Mario and LaMark walked in, looking like buddies and, thanks to Mario, like nobody’s meat. The vampires were waiting to hear me announced, and Nicky nodded to me and held up ten fingers. Ten minutes—sounded good.
I turned back to Walter, who had missed the byplay. “Tell you what, Walter,” I purred. “If your boss doesn’t offer to pay for my drinks by the end of the night, I’ll pay you double what we order and you can pocket the rest.”
Bracken choked back another guffaw, and we smirked at each other for a moment. Neither of us had forgotten the danger, and we certainly didn’t think the evening was a wrap—but if we couldn’t get Rafael to spring for a virgin rum and Coke, we were doing it wrong.
I wiped out the first soda and tapped the bar for a refill, and Bracken leaned over to whisper, “If you’re not careful, you’re going to give yourself the hiccups!” That got a burst of semihysterical giggles from me, which was probably a bad idea.
Cocking his head at my laughter, Toothless the Badassed Woman Beater stalked over to me like he was going to pick his fangs with my bones. I sneered back and turned my head. His eyes narrowed, and I realized what a complete dumbass I was—oh Jesus, I had just shamed the bar’s resident prick. I could probably take him, Bracken definitely could, but the point was, we didn’t want to take him.
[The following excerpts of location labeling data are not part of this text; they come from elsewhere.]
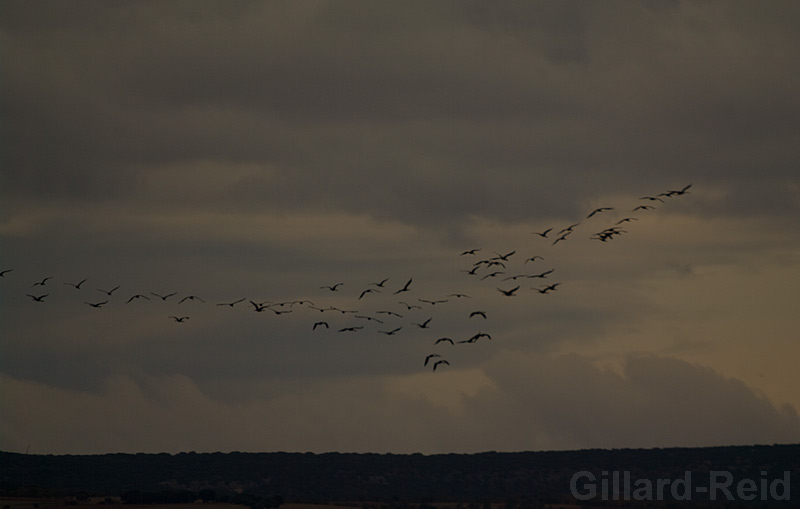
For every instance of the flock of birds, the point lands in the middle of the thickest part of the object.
(398, 308)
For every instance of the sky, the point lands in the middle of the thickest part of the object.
(254, 153)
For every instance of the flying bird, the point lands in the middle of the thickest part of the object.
(77, 286)
(190, 297)
(492, 274)
(231, 304)
(369, 318)
(368, 290)
(598, 210)
(678, 193)
(433, 302)
(568, 228)
(164, 297)
(410, 306)
(351, 329)
(109, 292)
(404, 288)
(423, 325)
(259, 306)
(476, 337)
(548, 288)
(429, 357)
(502, 257)
(437, 363)
(508, 293)
(543, 274)
(562, 237)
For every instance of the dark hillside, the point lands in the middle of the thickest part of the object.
(306, 477)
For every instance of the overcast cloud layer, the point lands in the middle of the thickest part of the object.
(264, 150)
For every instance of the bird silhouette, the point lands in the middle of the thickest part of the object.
(560, 238)
(569, 228)
(433, 302)
(476, 337)
(543, 275)
(259, 306)
(77, 286)
(548, 288)
(231, 304)
(410, 306)
(679, 192)
(508, 293)
(164, 297)
(190, 297)
(492, 274)
(369, 318)
(598, 210)
(502, 257)
(109, 292)
(439, 363)
(429, 357)
(423, 325)
(404, 288)
(368, 290)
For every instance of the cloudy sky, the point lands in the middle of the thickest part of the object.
(264, 150)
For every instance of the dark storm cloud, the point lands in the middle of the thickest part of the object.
(400, 90)
(263, 149)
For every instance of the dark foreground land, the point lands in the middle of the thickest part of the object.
(736, 476)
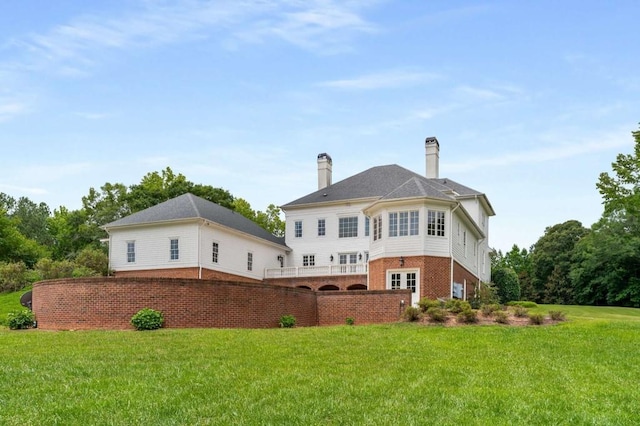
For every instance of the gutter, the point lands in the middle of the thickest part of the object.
(451, 247)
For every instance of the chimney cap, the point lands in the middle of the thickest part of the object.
(324, 155)
(432, 139)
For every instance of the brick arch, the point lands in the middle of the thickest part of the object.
(329, 287)
(357, 287)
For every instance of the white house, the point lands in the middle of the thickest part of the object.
(190, 237)
(401, 229)
(384, 228)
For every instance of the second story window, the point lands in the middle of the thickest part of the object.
(215, 248)
(131, 251)
(377, 228)
(174, 250)
(435, 223)
(348, 227)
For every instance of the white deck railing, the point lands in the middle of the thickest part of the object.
(316, 271)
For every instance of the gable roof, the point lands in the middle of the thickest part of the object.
(189, 206)
(388, 183)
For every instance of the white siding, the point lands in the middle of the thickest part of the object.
(323, 247)
(152, 247)
(195, 240)
(232, 252)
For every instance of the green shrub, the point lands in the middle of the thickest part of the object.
(411, 314)
(501, 317)
(520, 311)
(536, 319)
(436, 314)
(488, 310)
(456, 305)
(147, 319)
(20, 320)
(484, 294)
(523, 303)
(425, 303)
(287, 321)
(468, 316)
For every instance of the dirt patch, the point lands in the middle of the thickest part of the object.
(512, 320)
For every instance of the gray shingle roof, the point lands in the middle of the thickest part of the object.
(189, 206)
(388, 182)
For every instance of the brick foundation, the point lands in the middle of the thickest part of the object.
(109, 303)
(435, 273)
(343, 282)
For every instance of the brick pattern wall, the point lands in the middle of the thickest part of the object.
(193, 273)
(341, 281)
(435, 273)
(365, 307)
(460, 273)
(109, 303)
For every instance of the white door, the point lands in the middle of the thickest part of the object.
(348, 259)
(401, 279)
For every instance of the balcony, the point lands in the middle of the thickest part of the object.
(317, 271)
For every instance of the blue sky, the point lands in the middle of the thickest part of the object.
(530, 100)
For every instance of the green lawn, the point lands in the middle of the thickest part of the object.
(583, 371)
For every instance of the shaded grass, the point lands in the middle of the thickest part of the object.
(578, 372)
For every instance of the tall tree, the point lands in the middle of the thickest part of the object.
(551, 260)
(621, 192)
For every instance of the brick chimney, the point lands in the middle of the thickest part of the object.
(432, 149)
(324, 170)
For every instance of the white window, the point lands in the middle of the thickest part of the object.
(174, 250)
(350, 259)
(377, 228)
(435, 223)
(131, 251)
(215, 249)
(403, 223)
(348, 227)
(395, 281)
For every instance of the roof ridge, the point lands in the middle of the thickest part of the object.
(193, 203)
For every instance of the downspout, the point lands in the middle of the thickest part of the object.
(199, 250)
(451, 249)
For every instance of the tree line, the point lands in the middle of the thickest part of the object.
(37, 243)
(571, 264)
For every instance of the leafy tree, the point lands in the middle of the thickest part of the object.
(520, 261)
(551, 262)
(93, 259)
(621, 192)
(507, 284)
(32, 220)
(15, 247)
(606, 268)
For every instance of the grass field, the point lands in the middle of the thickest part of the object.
(583, 371)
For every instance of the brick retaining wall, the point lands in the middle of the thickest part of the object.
(109, 303)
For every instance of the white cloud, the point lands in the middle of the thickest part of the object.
(76, 45)
(547, 153)
(381, 80)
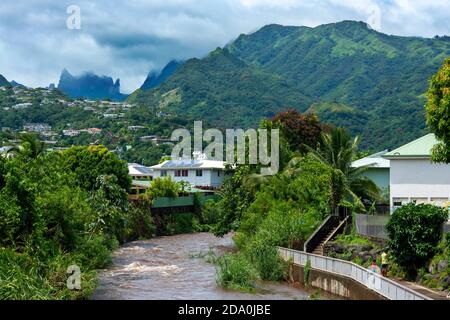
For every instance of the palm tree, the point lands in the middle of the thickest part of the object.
(337, 149)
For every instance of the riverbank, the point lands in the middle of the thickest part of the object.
(176, 267)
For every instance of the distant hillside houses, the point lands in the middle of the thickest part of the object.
(74, 133)
(37, 127)
(22, 106)
(156, 139)
(415, 178)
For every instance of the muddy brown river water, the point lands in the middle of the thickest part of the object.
(175, 268)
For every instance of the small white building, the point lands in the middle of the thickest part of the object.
(199, 172)
(415, 178)
(377, 169)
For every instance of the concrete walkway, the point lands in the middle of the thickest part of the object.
(433, 294)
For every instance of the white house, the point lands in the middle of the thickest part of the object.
(199, 172)
(415, 178)
(140, 172)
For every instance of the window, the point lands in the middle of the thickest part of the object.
(398, 202)
(181, 173)
(439, 201)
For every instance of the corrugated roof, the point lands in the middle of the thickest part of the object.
(137, 169)
(375, 160)
(190, 164)
(420, 148)
(146, 184)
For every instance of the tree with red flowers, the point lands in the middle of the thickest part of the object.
(298, 129)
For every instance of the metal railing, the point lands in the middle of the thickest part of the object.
(318, 236)
(373, 281)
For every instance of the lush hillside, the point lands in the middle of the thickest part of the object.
(3, 81)
(154, 79)
(381, 78)
(341, 115)
(224, 90)
(90, 86)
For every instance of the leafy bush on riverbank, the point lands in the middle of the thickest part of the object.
(414, 233)
(51, 218)
(285, 211)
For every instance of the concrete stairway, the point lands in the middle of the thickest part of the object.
(319, 249)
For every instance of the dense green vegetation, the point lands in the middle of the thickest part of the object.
(438, 112)
(414, 233)
(369, 82)
(284, 210)
(60, 209)
(222, 90)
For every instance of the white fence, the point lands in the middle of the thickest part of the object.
(385, 287)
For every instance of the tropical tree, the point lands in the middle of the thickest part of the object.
(337, 149)
(414, 233)
(438, 112)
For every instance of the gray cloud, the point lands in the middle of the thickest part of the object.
(129, 39)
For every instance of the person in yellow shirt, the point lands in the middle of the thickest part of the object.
(384, 264)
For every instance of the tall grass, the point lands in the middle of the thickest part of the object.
(235, 272)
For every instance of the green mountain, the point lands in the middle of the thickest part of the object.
(223, 90)
(380, 78)
(3, 81)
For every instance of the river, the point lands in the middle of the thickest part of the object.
(175, 267)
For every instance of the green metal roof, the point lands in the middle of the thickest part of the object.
(145, 184)
(420, 148)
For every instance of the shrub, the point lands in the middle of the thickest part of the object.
(140, 223)
(414, 232)
(267, 262)
(235, 272)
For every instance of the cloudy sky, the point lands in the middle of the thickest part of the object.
(127, 39)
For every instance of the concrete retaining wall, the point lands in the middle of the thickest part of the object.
(335, 284)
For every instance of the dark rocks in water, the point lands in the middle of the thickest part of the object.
(91, 86)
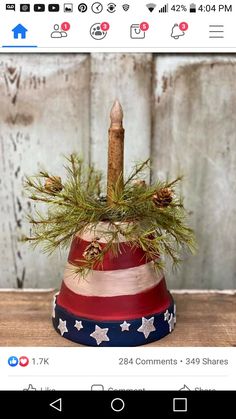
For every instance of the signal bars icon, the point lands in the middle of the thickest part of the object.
(164, 9)
(151, 6)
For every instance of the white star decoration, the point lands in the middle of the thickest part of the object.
(166, 316)
(78, 325)
(100, 335)
(62, 326)
(171, 322)
(147, 326)
(125, 326)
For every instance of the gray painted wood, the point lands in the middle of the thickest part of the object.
(44, 115)
(195, 134)
(178, 109)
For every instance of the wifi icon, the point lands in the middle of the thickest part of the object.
(125, 7)
(151, 6)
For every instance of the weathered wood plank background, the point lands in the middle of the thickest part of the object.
(180, 110)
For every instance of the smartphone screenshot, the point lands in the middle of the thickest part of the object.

Revealing ourselves in a bar fight would not be nearly as powerful as revealing ourselves when we damned well pleased—with the bar behind us and beneath us, so to speak.
So I didn’t back down when Toothless got to me, but I didn’t pin him to the ceiling with power and let Bracken eviscerate him either.
“What you doing here, little girl?” the guy growled, and I beamed up at him with my heart—and my power—in my smile.